Research Project

CytoWave

An orthology-aligned foundation model for single-cell genetic perturbation responses across studies and species.

CytoWave diagram

Overview

Single-cell genetic perturbation experiments provide direct measurements of how cells respond to gene perturbations, but these datasets remain fragmented across studies, species, and experimental protocols. As a result, most existing single-cell foundation models are pretrained primarily on unperturbed data and treat perturbation modeling as a downstream task.

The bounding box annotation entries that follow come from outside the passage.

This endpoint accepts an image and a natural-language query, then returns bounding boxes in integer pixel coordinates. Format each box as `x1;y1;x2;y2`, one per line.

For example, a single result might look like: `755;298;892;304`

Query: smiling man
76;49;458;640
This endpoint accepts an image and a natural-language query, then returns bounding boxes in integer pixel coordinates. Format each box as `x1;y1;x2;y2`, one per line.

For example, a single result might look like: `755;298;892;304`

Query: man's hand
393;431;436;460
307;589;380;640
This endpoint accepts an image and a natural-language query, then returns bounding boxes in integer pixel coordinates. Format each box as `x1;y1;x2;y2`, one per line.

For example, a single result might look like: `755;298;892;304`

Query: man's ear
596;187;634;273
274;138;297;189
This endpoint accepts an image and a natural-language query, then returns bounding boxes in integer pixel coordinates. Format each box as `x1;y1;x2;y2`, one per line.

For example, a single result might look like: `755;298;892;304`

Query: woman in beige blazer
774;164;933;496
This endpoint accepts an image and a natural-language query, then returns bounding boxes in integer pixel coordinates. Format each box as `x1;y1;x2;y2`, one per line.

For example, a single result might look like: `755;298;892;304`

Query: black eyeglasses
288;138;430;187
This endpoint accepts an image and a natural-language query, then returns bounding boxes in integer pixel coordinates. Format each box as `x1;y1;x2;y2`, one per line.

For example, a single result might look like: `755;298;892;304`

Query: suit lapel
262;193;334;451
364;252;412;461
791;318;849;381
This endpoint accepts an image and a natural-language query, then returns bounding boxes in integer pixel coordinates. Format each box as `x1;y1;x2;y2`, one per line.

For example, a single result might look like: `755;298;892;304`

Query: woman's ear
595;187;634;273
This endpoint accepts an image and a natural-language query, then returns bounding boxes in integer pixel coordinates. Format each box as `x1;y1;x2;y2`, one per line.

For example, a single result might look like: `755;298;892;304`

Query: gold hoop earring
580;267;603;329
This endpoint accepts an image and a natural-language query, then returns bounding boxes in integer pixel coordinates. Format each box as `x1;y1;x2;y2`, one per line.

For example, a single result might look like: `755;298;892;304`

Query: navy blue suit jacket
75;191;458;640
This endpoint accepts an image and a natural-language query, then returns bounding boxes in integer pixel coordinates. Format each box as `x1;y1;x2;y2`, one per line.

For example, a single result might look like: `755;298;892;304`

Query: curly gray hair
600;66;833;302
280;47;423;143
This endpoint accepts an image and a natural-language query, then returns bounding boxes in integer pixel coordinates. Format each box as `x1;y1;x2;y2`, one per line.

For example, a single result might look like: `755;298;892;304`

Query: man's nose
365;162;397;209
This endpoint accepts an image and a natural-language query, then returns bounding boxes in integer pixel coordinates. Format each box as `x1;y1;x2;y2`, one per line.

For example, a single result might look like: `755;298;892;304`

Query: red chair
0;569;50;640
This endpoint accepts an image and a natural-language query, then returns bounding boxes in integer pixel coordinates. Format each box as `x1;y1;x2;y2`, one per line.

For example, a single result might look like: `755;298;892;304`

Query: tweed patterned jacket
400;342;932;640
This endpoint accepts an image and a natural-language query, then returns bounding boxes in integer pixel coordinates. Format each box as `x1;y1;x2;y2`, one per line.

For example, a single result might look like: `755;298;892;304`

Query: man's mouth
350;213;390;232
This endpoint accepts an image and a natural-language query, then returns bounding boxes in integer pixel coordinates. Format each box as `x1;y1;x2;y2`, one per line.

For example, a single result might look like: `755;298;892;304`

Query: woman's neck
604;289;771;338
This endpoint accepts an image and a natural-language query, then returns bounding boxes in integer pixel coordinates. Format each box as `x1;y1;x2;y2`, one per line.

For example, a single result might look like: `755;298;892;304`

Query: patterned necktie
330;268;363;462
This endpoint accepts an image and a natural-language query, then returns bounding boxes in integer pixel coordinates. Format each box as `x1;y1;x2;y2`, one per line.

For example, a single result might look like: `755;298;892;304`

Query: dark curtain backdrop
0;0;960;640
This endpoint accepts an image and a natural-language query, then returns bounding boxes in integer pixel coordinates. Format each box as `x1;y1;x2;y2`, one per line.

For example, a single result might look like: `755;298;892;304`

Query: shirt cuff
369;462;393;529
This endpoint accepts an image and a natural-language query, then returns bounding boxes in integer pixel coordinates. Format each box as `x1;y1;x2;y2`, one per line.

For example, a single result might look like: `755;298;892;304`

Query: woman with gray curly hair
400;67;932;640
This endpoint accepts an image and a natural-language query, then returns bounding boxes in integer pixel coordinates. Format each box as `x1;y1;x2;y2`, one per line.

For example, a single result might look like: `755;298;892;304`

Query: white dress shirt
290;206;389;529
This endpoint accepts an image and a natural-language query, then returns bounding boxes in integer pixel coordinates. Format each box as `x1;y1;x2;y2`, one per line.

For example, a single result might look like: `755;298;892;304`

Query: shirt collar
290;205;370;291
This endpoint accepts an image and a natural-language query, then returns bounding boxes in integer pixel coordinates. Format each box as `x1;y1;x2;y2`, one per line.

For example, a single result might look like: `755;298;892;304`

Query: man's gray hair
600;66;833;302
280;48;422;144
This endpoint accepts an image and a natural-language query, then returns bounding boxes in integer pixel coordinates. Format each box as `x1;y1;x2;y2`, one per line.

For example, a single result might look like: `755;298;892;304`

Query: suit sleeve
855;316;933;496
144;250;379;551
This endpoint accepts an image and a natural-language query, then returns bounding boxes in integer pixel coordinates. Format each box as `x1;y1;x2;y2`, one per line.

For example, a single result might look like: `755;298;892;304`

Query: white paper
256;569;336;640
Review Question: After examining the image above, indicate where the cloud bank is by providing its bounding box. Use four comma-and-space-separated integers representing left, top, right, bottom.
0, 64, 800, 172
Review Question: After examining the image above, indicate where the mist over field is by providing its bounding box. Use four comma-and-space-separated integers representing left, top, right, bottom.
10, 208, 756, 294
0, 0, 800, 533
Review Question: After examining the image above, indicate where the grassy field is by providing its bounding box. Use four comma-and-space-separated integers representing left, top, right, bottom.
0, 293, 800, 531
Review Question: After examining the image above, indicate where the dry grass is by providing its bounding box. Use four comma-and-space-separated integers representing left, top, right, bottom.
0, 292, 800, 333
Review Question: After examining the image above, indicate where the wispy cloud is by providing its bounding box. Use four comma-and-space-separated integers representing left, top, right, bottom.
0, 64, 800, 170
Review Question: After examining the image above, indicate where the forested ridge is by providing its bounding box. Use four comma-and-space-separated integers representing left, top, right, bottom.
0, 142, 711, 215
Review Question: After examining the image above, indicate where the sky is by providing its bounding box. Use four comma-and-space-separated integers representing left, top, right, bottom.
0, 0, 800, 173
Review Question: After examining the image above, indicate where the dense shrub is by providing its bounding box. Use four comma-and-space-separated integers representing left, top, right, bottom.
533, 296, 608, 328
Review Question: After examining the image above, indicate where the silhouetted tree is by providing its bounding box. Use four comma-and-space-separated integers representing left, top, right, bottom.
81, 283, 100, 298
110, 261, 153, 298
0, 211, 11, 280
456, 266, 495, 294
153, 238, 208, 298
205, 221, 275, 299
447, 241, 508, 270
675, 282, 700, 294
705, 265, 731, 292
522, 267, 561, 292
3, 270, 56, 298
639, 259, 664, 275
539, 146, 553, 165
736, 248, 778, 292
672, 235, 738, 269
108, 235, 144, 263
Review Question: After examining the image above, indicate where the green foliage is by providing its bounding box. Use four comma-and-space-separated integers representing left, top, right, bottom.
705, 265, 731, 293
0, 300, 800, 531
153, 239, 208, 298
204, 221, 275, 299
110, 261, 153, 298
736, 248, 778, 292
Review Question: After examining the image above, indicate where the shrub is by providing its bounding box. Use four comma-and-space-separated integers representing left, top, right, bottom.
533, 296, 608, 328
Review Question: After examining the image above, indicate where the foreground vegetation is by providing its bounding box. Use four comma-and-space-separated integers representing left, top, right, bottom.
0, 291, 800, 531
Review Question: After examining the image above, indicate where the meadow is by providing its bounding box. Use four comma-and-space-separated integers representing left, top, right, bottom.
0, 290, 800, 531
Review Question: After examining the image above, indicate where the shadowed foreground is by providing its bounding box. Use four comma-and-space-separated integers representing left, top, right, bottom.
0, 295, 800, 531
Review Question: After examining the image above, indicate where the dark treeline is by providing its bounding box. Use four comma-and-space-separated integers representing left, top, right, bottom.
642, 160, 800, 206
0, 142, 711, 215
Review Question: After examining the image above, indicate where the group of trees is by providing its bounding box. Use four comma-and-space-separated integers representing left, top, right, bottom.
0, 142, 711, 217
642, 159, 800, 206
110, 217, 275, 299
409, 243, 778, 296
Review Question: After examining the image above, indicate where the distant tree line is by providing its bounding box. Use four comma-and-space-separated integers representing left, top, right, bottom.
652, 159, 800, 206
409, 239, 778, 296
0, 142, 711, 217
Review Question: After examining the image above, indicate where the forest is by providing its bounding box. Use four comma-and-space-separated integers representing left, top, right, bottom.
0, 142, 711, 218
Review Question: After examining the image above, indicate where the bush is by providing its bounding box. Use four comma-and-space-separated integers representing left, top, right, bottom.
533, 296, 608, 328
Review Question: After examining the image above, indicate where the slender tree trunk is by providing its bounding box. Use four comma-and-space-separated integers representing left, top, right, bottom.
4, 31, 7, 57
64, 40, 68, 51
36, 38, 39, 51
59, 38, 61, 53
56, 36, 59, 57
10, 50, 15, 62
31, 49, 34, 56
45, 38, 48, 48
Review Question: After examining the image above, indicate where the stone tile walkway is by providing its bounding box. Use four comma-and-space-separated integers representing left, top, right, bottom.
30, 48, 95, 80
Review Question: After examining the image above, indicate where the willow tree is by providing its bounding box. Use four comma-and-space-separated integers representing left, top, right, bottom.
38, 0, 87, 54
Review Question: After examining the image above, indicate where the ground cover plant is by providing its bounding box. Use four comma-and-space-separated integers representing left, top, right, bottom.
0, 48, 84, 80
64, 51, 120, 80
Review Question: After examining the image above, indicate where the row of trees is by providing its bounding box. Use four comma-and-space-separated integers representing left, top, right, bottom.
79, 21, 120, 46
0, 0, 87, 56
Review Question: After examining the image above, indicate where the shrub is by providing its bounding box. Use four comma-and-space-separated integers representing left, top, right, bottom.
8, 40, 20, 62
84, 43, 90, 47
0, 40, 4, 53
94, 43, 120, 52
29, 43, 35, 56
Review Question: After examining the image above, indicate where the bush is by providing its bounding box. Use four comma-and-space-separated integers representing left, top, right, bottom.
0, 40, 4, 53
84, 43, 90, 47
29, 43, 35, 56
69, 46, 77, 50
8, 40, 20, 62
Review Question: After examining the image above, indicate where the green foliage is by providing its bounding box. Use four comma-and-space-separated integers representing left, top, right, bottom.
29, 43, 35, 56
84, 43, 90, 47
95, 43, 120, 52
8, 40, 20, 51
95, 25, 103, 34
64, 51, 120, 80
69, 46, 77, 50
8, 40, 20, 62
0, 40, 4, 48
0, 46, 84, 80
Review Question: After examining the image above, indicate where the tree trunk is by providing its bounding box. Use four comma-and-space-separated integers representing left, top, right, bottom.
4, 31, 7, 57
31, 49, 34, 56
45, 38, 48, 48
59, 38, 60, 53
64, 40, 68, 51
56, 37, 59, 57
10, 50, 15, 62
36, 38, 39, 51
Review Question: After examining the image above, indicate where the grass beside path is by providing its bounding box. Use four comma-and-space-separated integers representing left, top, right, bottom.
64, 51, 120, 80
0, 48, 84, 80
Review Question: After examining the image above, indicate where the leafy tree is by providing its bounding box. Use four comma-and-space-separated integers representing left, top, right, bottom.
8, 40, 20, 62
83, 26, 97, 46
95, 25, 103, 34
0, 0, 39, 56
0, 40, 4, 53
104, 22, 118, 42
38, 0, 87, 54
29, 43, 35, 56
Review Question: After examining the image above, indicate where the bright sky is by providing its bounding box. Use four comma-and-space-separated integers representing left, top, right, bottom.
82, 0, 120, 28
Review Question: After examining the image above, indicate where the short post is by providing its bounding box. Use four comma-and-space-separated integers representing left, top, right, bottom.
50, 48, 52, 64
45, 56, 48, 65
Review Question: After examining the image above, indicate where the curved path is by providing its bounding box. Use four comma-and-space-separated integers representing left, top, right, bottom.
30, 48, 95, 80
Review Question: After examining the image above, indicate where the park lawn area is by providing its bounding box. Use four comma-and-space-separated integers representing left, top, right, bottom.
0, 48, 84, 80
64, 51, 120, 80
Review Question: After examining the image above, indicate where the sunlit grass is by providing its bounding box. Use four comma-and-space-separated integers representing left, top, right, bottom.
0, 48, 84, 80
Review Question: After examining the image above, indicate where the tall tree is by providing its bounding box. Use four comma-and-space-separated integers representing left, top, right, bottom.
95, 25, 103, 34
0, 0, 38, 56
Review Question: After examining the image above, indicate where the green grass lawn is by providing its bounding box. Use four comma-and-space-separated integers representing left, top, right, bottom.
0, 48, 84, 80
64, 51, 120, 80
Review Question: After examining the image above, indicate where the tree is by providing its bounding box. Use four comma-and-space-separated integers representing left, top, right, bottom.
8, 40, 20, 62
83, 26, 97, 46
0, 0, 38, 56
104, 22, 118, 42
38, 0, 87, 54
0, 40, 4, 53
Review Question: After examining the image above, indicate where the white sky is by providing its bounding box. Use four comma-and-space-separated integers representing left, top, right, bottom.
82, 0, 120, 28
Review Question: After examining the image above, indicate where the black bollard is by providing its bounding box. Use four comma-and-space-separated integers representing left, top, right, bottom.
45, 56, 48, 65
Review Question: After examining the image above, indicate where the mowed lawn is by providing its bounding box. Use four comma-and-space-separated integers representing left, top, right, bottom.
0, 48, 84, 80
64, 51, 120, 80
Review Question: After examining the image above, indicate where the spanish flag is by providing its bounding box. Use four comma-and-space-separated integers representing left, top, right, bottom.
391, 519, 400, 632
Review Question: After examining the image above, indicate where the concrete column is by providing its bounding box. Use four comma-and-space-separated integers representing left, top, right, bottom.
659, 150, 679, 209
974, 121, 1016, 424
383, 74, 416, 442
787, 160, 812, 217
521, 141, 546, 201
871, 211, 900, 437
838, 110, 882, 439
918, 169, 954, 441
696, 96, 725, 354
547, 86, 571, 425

CytoWave addresses this limitation by unifying large-scale cross-species perturbation datasets through orthology alignment and pretraining directly on perturbation data. The model is designed to learn transferable representations of perturbation-induced cellular state changes, enabling more faithful modeling of transcriptomic responses under genetic intervention.

Key Idea

CytoWave is trained in two self-supervised stages. In the first stage, the model learns control cell representations through masked gene expression recovery. In the second stage, it learns a deterministic perturbation operator by predicting post-perturbation cellular responses and aligning perturbation effects contrastively in latent space.

This design allows the model to capture perturbation effects as structured transformations of cellular state, rather than treating perturbation prediction as a purely supervised downstream mapping. Across benchmarks, CytoWave supports accurate perturbation response prediction and reliable inference of pathway-level activity changes after perturbation.